Setapak Langkah – 12 Agustus 2026 | Komisi VII Dewan Perwakilan Rakyat (DPR) RI menuntut Pemerintah Provinsi Nusa Tenggara Barat (Pemprov NTB) untuk mengambil langkah konkret dalam memperbaiki kondisi kawasan wisata Gili Tramena. Dalam rapat kerja yang diadakan pada akhir pekan lalu, anggota komisi menyoroti sejumlah permasalahan yang menghambat potensi pariwisata pulau tersebut.
Beberapa isu utama yang diidentifikasi meliputi:
- Keterbatasan infrastruktur dasar seperti akses jalan, penyediaan air bersih, dan fasilitas sanitasi bagi pengunjung.

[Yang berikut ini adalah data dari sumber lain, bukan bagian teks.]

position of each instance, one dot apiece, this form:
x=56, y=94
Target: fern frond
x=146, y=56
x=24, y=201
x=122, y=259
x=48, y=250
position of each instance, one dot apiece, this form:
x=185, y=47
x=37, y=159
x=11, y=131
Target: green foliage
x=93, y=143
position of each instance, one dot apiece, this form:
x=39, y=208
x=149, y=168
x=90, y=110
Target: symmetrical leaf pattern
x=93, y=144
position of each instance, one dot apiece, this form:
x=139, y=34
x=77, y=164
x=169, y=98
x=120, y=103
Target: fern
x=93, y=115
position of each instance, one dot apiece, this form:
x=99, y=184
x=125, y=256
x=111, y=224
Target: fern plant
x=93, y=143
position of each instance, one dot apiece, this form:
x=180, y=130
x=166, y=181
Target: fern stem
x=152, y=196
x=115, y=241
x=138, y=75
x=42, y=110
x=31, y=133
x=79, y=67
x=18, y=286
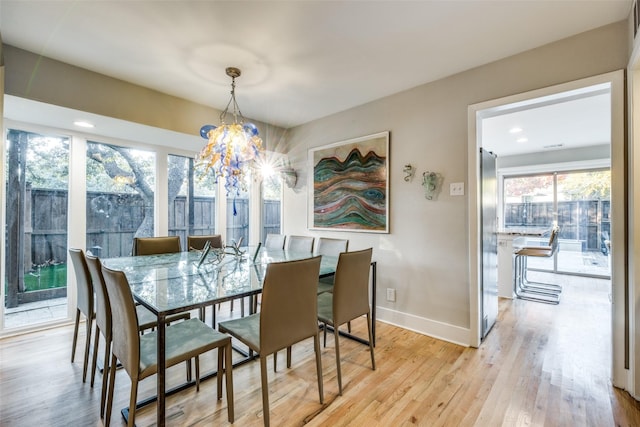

- Penanganan sampah yang belum optimal, sehingga menimbulkan dampak negatif pada lingkungan laut dan darat.
- Kurangnya pengawasan keamanan, termasuk minimnya pos keamanan dan petugas penyelamat di perairan sekitar.
- Promosi yang belum maksimal, sehingga potensi wisatawan domestik maupun mancanegara belum tergali secara optimal.
Komisi VII DPR meminta Pemprov NTB untuk menyusun rencana aksi yang terukur, mencakup peningkatan sarana transportasi laut, pembangunan fasilitas umum ramah lingkungan, serta program edukasi bagi pelaku usaha lokal tentang pengelolaan sampah dan konservasi alam.
Selain itu, komisi menekankan pentingnya kolaborasi antara pemerintah daerah, masyarakat setempat, serta sektor swasta dalam mewujudkan destinasi yang berkelanjutan dan aman bagi semua pihak.